Linear Algebra
Matrix Inverse
The matrix that undoes A — when one exists
The inverse of a square matrix A is the unique matrix A⁻¹ satisfying A·A⁻¹ = A⁻¹·A = I. It exists if and only if det A ≠ 0 (equivalently, A's columns are linearly independent). Computed via the cofactor adjugate formula A⁻¹ = (1/det A)·adj(A), via Gauss–Jordan elimination on [A | I], or via LU decomposition. The inverse undoes the linear transformation A and is the abstract analogue of dividing by A.
- Defining propertyA·A⁻¹ = A⁻¹·A = I
- Exists iffA is square and det A ≠ 0
- 2×2 formula(1/(ad − bc)) · [[d, −b], [−c, a]]
- General formulaA⁻¹ = (1/det A) · adj(A)
- Numerical costO(n³) via LU or Gauss–Jordan
- Order rule(AB)⁻¹ = B⁻¹A⁻¹
Watch the 60-second explainer
A condensed visual walkthrough — narrated, captioned, under a minute.
What an inverse means
A matrix A acts on vectors by left multiplication: x ↦ A·x. The inverse A⁻¹ is the matrix that reverses that action. If A rotates the plane by 30°, A⁻¹ rotates it back by −30°. If A doubles the x-component and halves the y-component, A⁻¹ halves the x-component and doubles the y-component.
The defining equation is A·A⁻¹ = A⁻¹·A = I, where I is the identity matrix (1s on the diagonal, 0s elsewhere). For this equation to make sense, A must be square. For an inverse to exist, A must be nonsingular — det A ≠ 0.
The geometric reason singular matrices have no inverse: if det A = 0, the transformation A collapses some direction to zero, so multiple input vectors map to the same output. There is no way to recover the input uniquely; no inverse function exists.
Worked example — 2×2 inverse
Take A = [[2, 1], [3, 4]]. Compute det A = 2·4 − 1·3 = 5.
The 2×2 inverse formula is A⁻¹ = (1/det A) · [[d, −b], [−c, a]] (swap diagonal, negate off-diagonal, divide by det):
A⁻¹ = (1/5) · [[4, −1], [−3, 2]] = [[4/5, −1/5], [−3/5, 2/5]].

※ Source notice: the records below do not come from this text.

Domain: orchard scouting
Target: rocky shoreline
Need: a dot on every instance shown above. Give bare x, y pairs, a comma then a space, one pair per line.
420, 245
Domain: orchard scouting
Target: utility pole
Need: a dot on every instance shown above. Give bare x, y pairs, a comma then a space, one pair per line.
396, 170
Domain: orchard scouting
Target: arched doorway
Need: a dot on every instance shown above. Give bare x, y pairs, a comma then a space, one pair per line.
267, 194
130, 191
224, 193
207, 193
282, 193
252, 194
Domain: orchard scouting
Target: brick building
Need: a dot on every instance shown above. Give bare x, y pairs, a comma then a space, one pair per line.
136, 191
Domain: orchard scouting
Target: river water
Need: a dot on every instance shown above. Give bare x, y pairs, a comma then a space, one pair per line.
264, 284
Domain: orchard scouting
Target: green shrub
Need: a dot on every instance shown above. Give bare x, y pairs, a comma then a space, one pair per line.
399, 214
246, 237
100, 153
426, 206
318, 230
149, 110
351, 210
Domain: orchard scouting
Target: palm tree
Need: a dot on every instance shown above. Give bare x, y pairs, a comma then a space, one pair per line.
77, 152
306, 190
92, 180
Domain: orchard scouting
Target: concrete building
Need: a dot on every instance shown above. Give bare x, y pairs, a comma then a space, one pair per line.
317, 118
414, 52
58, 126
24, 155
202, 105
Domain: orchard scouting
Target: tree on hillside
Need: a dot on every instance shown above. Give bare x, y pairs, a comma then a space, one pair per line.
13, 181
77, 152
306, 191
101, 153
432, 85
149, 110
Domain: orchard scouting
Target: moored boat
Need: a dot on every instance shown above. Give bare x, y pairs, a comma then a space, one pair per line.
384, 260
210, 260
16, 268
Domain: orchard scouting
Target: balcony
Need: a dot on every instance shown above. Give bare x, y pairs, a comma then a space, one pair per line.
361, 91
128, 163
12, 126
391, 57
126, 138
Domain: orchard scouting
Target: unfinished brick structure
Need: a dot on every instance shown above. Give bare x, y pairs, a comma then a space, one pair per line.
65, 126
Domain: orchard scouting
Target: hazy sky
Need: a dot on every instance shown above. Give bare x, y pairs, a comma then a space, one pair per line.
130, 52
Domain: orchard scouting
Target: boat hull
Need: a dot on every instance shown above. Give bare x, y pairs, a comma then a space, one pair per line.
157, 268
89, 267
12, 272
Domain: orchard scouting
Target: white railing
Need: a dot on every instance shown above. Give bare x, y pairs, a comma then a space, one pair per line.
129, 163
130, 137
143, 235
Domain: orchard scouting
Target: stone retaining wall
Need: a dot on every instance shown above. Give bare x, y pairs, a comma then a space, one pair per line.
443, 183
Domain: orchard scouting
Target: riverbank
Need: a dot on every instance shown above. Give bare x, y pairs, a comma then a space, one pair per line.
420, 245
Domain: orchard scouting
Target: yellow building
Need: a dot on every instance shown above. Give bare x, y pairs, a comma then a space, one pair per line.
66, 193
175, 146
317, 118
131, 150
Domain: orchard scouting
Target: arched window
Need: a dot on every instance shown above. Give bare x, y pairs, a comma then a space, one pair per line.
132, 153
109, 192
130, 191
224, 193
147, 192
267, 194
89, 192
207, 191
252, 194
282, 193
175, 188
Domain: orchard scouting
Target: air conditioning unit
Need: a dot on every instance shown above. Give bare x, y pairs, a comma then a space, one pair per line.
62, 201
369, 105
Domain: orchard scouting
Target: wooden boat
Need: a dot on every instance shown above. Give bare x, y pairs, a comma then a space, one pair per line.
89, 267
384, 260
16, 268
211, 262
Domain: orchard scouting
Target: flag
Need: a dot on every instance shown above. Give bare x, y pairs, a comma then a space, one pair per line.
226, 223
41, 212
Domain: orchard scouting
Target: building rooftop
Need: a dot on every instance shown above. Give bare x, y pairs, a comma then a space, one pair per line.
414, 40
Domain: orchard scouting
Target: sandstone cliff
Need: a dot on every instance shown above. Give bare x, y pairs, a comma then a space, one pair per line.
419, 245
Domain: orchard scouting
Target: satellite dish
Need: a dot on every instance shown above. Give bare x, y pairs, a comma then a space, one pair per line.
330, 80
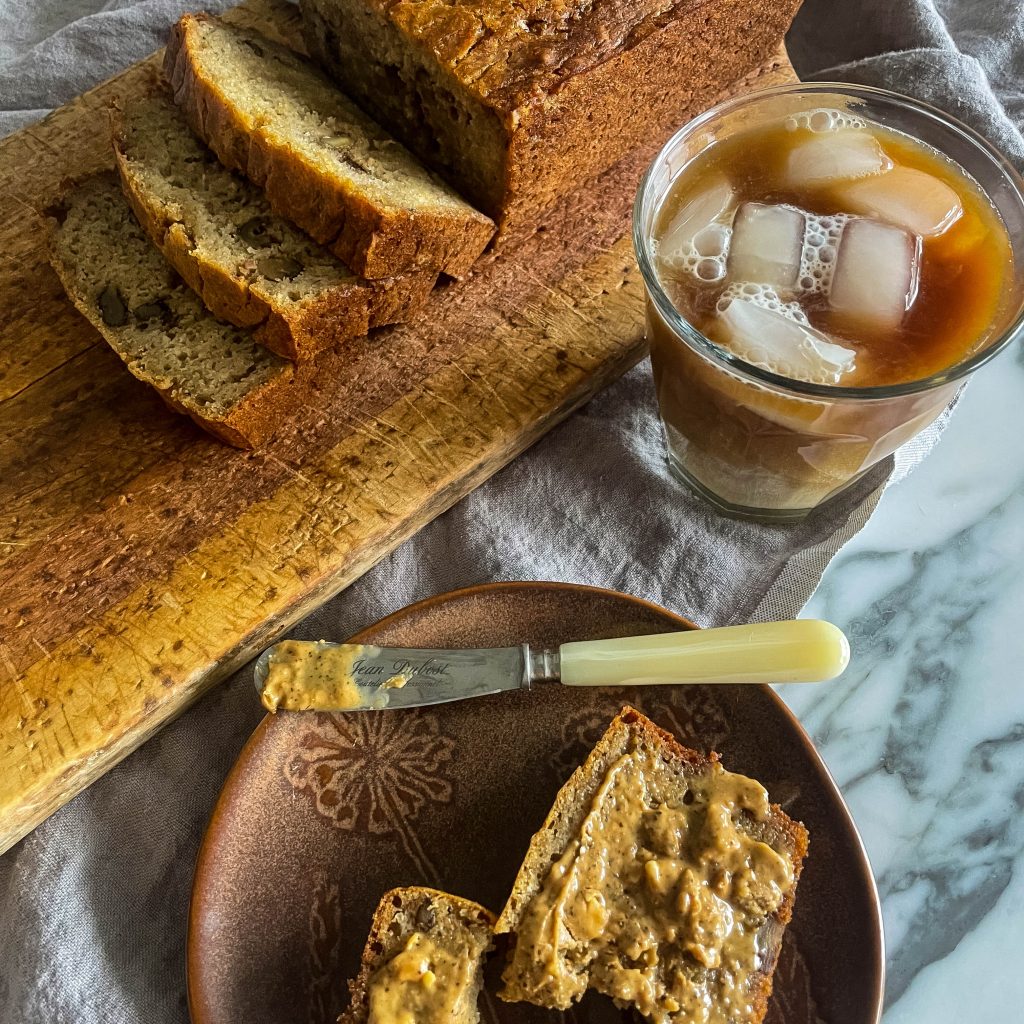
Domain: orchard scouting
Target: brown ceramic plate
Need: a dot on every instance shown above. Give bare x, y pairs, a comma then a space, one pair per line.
323, 813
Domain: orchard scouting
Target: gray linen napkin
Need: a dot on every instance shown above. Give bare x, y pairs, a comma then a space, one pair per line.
93, 903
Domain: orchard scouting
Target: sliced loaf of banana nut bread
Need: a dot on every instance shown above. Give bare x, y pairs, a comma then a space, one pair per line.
423, 961
250, 266
213, 372
518, 103
658, 879
268, 113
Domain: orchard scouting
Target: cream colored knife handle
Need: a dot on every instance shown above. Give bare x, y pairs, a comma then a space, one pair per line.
804, 650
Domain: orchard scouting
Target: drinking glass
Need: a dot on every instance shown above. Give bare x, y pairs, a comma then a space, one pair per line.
760, 444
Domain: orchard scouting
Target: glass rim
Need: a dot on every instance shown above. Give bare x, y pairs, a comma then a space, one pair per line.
686, 332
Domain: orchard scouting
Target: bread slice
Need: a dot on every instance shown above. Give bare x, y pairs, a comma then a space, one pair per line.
250, 266
269, 114
417, 930
636, 885
212, 372
519, 103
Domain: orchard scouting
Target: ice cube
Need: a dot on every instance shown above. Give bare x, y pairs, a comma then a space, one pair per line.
834, 157
876, 279
677, 247
767, 244
907, 198
782, 344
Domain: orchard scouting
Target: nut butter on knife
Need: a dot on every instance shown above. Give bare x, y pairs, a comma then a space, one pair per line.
299, 675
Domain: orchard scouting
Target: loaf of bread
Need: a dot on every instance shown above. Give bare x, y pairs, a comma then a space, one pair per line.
250, 266
213, 372
326, 166
657, 879
424, 960
517, 103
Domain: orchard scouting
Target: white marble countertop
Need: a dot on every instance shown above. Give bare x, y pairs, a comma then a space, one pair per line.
925, 734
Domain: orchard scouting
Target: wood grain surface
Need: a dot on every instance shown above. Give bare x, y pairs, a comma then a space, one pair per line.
140, 561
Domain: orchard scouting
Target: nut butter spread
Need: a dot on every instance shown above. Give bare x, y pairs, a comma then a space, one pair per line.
301, 676
425, 983
658, 901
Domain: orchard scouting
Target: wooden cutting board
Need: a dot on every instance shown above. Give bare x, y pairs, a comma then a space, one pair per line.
140, 561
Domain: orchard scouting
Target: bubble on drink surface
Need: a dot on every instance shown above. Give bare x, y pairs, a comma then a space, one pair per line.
696, 240
822, 119
817, 260
761, 295
759, 327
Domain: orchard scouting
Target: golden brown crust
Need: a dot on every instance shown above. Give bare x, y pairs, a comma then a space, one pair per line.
373, 242
379, 947
296, 333
249, 421
572, 803
549, 93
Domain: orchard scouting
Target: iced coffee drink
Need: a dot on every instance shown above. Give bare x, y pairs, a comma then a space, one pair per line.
823, 269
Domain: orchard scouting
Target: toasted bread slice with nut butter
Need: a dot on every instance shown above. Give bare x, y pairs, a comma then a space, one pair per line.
657, 879
423, 960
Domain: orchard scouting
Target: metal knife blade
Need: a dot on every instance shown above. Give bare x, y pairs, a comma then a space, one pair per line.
297, 675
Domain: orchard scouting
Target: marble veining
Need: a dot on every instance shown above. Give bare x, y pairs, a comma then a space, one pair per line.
925, 733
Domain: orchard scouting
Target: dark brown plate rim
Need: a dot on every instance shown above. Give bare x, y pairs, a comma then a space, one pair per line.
202, 881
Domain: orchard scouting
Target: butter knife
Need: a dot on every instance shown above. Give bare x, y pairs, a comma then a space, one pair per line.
298, 675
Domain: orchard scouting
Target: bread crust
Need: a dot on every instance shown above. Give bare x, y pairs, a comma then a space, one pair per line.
373, 242
573, 802
568, 89
379, 949
296, 332
249, 421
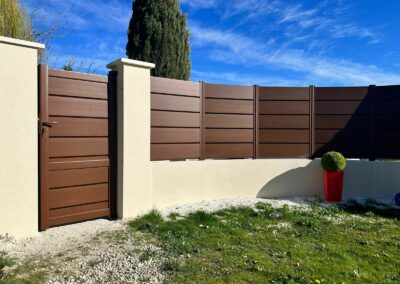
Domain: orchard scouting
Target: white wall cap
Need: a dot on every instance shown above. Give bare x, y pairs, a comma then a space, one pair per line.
23, 43
130, 62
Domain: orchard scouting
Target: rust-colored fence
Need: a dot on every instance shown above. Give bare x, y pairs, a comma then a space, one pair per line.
176, 108
210, 121
75, 113
284, 122
229, 121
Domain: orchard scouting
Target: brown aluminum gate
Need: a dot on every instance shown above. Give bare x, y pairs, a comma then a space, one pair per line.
76, 147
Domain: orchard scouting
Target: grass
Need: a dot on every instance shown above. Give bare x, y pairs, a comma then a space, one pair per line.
351, 244
30, 272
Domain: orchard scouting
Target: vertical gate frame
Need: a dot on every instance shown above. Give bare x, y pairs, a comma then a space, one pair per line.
43, 147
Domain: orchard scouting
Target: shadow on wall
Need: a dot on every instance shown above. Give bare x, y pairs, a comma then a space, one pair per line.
299, 182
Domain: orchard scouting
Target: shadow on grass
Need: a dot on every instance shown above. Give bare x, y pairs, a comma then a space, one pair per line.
376, 208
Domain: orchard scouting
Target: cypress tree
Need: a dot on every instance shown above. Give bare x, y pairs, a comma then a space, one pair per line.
157, 33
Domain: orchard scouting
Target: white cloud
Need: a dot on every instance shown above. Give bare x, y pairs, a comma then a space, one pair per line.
243, 79
233, 48
200, 4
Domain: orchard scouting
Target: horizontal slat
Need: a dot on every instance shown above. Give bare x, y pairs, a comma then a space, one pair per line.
284, 150
229, 106
284, 121
341, 136
174, 119
68, 126
341, 107
65, 106
284, 93
228, 135
174, 103
351, 150
74, 147
340, 93
174, 87
79, 217
229, 151
161, 152
67, 178
175, 135
77, 76
80, 209
72, 196
228, 92
77, 88
229, 121
341, 121
78, 164
284, 136
285, 107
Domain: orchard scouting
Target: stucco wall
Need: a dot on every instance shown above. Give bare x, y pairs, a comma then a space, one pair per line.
133, 121
194, 181
19, 137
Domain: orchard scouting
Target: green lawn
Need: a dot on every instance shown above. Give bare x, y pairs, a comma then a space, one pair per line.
352, 244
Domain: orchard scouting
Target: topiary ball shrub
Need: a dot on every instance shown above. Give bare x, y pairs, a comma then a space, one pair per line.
333, 162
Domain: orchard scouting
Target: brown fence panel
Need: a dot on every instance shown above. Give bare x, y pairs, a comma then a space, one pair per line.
284, 122
229, 121
342, 121
75, 148
175, 119
386, 122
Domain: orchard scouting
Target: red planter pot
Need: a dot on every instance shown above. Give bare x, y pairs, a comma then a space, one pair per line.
333, 186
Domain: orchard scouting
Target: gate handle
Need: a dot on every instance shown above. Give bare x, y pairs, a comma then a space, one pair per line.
49, 124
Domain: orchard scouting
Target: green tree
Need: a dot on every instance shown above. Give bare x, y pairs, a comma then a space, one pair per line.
158, 33
14, 21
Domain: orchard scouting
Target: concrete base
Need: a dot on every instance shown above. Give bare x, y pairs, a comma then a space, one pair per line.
194, 181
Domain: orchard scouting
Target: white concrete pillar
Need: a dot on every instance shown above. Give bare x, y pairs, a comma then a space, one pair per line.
19, 210
133, 120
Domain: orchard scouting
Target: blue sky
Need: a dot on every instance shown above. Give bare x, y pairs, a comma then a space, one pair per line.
264, 42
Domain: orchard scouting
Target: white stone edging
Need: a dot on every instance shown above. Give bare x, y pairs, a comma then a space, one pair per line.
22, 43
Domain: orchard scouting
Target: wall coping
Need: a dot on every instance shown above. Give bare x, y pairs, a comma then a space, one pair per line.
131, 62
23, 43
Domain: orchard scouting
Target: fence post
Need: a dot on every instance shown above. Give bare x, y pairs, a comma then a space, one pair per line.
113, 139
256, 132
202, 121
372, 101
19, 146
133, 136
312, 121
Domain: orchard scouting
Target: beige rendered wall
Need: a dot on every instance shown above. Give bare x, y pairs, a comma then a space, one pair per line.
133, 100
194, 181
19, 137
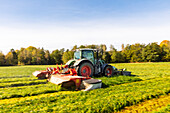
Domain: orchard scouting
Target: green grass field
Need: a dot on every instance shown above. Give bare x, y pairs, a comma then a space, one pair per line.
20, 91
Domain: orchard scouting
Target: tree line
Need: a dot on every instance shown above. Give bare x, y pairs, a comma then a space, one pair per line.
151, 52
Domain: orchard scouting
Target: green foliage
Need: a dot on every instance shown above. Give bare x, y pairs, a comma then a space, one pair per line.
152, 53
22, 92
2, 59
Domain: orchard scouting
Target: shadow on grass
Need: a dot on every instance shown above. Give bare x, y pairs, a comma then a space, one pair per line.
118, 79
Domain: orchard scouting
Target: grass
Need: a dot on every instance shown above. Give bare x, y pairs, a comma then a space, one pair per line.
27, 93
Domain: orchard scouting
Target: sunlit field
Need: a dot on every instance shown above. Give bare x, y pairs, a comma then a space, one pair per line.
20, 91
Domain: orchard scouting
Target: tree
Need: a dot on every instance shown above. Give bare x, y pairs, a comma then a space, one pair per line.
56, 57
152, 53
11, 58
47, 57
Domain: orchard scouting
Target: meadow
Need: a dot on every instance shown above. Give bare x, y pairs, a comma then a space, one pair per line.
20, 91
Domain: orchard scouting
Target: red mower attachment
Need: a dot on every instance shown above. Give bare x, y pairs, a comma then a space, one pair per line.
67, 78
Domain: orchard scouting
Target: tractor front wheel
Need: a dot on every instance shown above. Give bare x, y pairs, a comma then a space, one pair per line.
108, 71
86, 69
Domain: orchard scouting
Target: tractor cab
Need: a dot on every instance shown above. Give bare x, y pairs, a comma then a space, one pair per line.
87, 63
85, 54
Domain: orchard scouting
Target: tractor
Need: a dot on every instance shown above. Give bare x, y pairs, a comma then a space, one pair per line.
87, 63
79, 70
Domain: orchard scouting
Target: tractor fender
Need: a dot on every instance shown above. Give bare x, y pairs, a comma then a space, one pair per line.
104, 66
70, 62
78, 62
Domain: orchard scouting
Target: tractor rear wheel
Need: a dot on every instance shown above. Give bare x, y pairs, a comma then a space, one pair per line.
85, 69
108, 71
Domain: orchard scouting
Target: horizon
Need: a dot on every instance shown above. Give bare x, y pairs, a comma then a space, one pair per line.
63, 24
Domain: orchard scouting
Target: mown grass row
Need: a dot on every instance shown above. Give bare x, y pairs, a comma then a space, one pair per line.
108, 99
23, 91
149, 105
28, 88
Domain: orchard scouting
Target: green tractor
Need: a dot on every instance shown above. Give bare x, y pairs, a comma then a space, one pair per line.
87, 63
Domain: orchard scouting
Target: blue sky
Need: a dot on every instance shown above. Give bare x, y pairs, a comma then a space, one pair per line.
56, 24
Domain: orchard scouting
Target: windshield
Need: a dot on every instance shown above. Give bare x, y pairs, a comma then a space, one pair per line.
77, 55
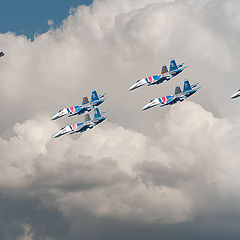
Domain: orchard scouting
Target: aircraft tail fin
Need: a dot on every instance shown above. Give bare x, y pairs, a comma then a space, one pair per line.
177, 90
94, 96
87, 118
97, 113
187, 86
85, 101
164, 69
173, 65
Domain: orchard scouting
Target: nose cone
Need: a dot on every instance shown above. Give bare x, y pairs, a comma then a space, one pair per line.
235, 95
134, 86
151, 104
58, 134
54, 117
138, 84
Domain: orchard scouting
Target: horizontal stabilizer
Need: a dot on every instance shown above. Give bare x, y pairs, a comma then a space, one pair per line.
94, 96
164, 69
173, 65
87, 117
85, 101
177, 90
97, 113
187, 86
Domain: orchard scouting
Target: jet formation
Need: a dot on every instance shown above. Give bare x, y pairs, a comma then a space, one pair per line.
235, 95
165, 75
83, 126
80, 109
178, 96
85, 107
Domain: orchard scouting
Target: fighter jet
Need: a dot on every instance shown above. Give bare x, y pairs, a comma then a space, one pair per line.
235, 95
79, 109
165, 75
178, 96
82, 127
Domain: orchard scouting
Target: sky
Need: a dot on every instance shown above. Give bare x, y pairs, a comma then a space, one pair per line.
32, 17
166, 173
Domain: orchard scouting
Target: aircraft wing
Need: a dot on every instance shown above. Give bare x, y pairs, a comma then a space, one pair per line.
79, 109
79, 127
171, 99
162, 101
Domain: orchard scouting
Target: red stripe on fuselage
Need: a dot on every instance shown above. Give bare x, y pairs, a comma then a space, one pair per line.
74, 127
72, 109
150, 79
164, 99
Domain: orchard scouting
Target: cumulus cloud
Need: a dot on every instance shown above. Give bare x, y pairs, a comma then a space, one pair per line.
164, 167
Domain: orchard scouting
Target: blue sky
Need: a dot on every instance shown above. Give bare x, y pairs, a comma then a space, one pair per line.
29, 17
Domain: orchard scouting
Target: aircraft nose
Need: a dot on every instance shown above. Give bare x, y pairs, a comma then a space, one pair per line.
54, 117
132, 87
146, 107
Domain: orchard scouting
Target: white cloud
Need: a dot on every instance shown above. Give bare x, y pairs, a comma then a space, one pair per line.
162, 166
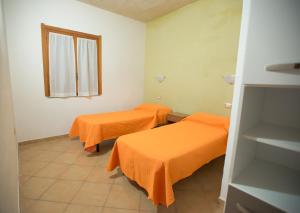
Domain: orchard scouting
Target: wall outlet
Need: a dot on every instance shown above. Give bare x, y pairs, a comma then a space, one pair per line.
228, 105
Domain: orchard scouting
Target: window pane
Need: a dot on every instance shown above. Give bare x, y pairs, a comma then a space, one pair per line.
87, 67
62, 72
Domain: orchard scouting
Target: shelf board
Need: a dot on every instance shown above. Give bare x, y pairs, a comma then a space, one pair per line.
274, 184
284, 67
283, 137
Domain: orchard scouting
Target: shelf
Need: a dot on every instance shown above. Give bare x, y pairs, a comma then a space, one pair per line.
283, 67
277, 185
283, 137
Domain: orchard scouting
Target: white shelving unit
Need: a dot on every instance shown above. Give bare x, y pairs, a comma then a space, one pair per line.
263, 152
283, 137
277, 185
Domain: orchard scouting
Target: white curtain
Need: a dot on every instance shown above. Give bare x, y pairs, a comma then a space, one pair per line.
87, 67
62, 70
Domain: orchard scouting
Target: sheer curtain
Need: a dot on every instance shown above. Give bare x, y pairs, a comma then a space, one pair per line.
87, 67
62, 70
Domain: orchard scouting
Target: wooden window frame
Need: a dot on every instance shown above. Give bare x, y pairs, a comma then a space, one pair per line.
46, 29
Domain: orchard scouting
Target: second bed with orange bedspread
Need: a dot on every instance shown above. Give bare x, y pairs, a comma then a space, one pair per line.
93, 129
158, 158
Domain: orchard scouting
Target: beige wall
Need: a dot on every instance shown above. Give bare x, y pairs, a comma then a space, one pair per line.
8, 147
193, 47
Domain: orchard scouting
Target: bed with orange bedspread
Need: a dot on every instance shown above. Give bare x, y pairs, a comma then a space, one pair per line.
158, 158
93, 129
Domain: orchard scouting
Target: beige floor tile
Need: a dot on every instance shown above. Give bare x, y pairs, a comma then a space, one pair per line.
192, 202
62, 191
30, 167
45, 156
58, 146
92, 194
86, 160
122, 196
26, 203
35, 187
67, 158
23, 179
75, 147
75, 172
46, 207
100, 175
27, 154
74, 208
114, 210
146, 204
52, 170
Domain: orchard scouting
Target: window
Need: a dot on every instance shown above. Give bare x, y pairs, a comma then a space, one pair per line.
72, 62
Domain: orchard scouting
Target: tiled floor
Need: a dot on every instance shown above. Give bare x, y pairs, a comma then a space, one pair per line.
58, 176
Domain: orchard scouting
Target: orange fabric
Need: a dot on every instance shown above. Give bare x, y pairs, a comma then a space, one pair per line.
93, 129
209, 119
158, 158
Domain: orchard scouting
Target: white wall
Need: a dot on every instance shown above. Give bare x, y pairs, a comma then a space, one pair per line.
9, 186
123, 63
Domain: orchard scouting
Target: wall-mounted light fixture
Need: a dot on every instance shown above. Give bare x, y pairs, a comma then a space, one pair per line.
229, 79
160, 78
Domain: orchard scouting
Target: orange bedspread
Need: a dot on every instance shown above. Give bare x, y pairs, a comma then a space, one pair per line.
93, 129
158, 158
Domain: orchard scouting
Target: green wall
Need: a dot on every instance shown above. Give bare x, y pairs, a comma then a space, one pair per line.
193, 47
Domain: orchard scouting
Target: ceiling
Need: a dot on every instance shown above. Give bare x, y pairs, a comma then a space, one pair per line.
142, 10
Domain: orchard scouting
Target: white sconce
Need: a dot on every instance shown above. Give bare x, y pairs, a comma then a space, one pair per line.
229, 79
160, 78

Verify: A·A⁻¹ = [[2, 1], [3, 4]] · [[4/5, −1/5], [−3/5, 2/5]] = [[8/5 − 3/5, −2/5 + 2/5], [12/5 − 12/5, −3/5 + 8/5]] = [[1, 0], [0, 1]]. ✓
Worked example — 3×3 inverse via cofactor adjugate
Take A = [[1, 2, 3], [0, 1, 4], [5, 6, 0]].
Step 1 — det A. Expand along the first row:
det A = 1·(1·0 − 4·6) − 2·(0·0 − 4·5) + 3·(0·6 − 1·5) = 1·(−24) − 2·(−20) + 3·(−5) = −24 + 40 − 15 = 1.
Step 2 — cofactor matrix C. Cij = (−1)i+j·Mij, where Mij is the minor (determinant of the 2×2 submatrix from deleting row i, column j).
C = [[−24, 20, −5], [18, −15, 4], [5, −4, 1]]
Step 3 — adjugate. adj(A) = CT (transpose of the cofactor matrix):
adj(A) = [[−24, 18, 5], [20, −15, −4], [−5, 4, 1]]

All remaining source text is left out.